4.4 Securing obligations and enforcing contracts

Obligations can be secured and enforced by contract clauses and setting up guarantees. If these fail, creditors can resort to litigation and, eventually, to insolvency.

As first steps in securing the performance of contract obligations, Romanian contract law allows default interest and penalty clauses, whereby the parties predetermine the value of the damage caused by non-performance.

The law also allows setting up real and personal guarantees, and placing mortgages over movables and immovables. The latter are constituted through registration with the Land Book, while the former should be registered in a public electronic archive so as to be effective against third parties and gain priority ranking. It is noteworthy that mortgages on receivables can be enforced by claiming direct payment from the underlying debtor.

If contracts turn on a litigious path, the vast majority of cases are settled in courts through litigation. The duration of court proceedings has shortened with the application of the new Civil Procedure Code, but there are still many improvements to be made, especially in complex cases. Also, after a setback in the wake of a corruption scandal involving the President of the local Chambers of Commerce and Industry, arbitration appears to making a recovery, with a new court – the Bucharest International Arbitration Center – being set up by the American Chamber of Commerce. Mediation is rarely used in practice.

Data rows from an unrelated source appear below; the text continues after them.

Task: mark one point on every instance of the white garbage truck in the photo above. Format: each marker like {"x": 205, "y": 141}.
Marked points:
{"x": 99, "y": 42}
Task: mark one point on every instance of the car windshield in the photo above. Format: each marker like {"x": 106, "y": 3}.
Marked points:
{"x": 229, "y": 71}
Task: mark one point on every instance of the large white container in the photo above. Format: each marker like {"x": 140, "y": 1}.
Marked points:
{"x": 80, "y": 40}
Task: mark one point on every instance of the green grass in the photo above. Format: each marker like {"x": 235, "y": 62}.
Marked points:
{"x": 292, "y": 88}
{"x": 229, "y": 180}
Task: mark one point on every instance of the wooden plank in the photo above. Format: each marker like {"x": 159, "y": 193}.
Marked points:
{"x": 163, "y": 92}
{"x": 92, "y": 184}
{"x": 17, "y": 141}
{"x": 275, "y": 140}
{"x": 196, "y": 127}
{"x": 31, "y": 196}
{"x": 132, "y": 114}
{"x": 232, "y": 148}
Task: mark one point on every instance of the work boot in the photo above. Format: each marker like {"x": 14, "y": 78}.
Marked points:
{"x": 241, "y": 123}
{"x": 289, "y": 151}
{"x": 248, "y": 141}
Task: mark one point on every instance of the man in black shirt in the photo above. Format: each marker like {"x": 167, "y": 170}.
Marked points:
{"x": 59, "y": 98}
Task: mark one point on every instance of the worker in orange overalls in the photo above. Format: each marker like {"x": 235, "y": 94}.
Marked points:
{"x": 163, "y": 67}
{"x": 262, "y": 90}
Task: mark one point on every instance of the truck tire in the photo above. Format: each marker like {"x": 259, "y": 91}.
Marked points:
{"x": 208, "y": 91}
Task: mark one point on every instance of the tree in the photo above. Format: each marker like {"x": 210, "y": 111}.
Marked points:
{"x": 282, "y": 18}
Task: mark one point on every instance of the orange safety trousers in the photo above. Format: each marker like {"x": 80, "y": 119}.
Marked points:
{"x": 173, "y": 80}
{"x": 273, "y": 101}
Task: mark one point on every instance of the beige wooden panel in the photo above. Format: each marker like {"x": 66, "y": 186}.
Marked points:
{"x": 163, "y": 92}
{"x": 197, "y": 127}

Creditors with due and uncontested receivables may resort to the swift procedure of payment summons which works well in practice. The law also allows creditors to preserve their debtor’s enforceable assets by asking the court to order attachments or garnishments. Posting a bond is normally required.

Once the creditor obtains a final ruling, enforcement is made by bailiffs, who are public officers acting under the control of the Ministry of Justice. Enforcement based on a court ruling as enforceable title may be challenged on formal grounds only for alleged irregularities in the enforcement procedure, but not on the merits.

Besides court judgments and arbitration awards, other enforceable titles include loan agreements concluded with banks or, under certain conditions, notary authenticated contracts, including the obligation to pay an amount of money.

The final resort is the debtor’s insolvency, but, in practice, though recent improvements have been made, insolvency and bankruptcy procedures take a lot of time while unsecured creditors risk an incomplete recovery or even no recovery at all.